With IT spending taking a significant hit because of the COVID-19 pandemic, some companies might be reluctant to invest significant sums into their data strategies and technologies. Research from IDC shows a fluid situation, with the most recent figures from the U.S. suggesting a third of organisations still say they will increase budgets for this type of technology but 52% will cut spending, up from 40% in March.

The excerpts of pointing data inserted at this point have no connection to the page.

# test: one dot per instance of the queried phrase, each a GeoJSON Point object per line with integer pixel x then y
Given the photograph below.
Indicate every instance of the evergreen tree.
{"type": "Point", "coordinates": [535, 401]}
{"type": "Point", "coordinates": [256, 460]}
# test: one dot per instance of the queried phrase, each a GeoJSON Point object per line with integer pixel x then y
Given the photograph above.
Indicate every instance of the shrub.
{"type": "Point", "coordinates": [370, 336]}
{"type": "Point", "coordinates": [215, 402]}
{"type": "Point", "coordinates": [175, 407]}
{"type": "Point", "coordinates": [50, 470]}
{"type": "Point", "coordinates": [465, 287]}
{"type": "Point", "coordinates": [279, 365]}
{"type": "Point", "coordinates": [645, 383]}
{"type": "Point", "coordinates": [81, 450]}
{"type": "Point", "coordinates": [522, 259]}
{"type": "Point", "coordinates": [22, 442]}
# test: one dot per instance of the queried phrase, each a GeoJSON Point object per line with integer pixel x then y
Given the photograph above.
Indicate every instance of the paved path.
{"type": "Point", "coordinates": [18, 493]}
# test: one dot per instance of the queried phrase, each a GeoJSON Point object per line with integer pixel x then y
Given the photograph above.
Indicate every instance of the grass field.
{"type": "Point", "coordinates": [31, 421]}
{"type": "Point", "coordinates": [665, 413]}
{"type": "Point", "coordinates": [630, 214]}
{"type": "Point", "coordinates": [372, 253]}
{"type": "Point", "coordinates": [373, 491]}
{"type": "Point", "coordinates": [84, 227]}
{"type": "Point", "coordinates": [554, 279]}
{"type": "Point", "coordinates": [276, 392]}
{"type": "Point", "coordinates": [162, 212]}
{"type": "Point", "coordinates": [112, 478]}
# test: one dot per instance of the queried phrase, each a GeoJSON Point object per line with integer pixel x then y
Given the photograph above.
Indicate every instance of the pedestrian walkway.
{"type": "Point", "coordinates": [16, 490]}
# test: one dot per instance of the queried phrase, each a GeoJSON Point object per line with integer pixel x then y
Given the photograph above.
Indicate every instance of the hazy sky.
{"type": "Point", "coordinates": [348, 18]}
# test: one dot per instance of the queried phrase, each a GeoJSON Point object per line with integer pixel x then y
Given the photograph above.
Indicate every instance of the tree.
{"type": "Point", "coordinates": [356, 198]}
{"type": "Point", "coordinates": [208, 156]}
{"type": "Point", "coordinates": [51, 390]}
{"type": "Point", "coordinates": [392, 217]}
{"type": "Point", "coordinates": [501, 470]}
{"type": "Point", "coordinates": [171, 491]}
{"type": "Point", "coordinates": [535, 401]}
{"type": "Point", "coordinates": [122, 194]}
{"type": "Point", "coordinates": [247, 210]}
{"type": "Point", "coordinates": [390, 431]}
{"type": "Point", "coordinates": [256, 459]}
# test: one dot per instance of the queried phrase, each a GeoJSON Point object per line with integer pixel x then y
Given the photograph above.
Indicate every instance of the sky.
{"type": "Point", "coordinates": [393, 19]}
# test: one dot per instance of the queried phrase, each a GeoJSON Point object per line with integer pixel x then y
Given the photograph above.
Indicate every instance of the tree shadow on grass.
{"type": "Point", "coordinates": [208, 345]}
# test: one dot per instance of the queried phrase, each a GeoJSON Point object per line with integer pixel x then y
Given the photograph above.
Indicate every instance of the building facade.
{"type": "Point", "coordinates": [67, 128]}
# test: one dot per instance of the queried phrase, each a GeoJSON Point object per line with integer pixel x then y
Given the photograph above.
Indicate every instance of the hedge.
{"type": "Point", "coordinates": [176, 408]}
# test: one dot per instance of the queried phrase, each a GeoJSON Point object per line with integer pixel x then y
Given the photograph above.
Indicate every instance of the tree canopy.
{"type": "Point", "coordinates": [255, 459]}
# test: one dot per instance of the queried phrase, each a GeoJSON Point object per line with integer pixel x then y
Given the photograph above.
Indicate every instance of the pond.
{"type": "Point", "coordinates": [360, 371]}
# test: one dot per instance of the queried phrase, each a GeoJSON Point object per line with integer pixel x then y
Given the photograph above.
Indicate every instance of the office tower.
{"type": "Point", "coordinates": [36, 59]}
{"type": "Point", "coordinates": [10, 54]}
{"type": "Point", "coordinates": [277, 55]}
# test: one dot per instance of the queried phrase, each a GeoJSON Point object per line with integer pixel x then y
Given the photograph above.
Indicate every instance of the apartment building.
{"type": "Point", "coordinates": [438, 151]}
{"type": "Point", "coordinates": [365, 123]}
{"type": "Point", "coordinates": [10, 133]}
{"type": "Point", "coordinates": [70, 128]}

“We are entering a world where the advantage of having better enterprise intelligence is going to become more and more real, and we see that already with the likes of Netflix and Amazon that are heavily data driven, while companies like McDonald’s and IKEA are actively going out and acquiring companies to help them in this area,” Kesset concludes.
“There are some sectors like travel that are in crisis mode but outside of that maintaining some investment in data and analytics will position businesses better for the recovery, I have no doubt about that.”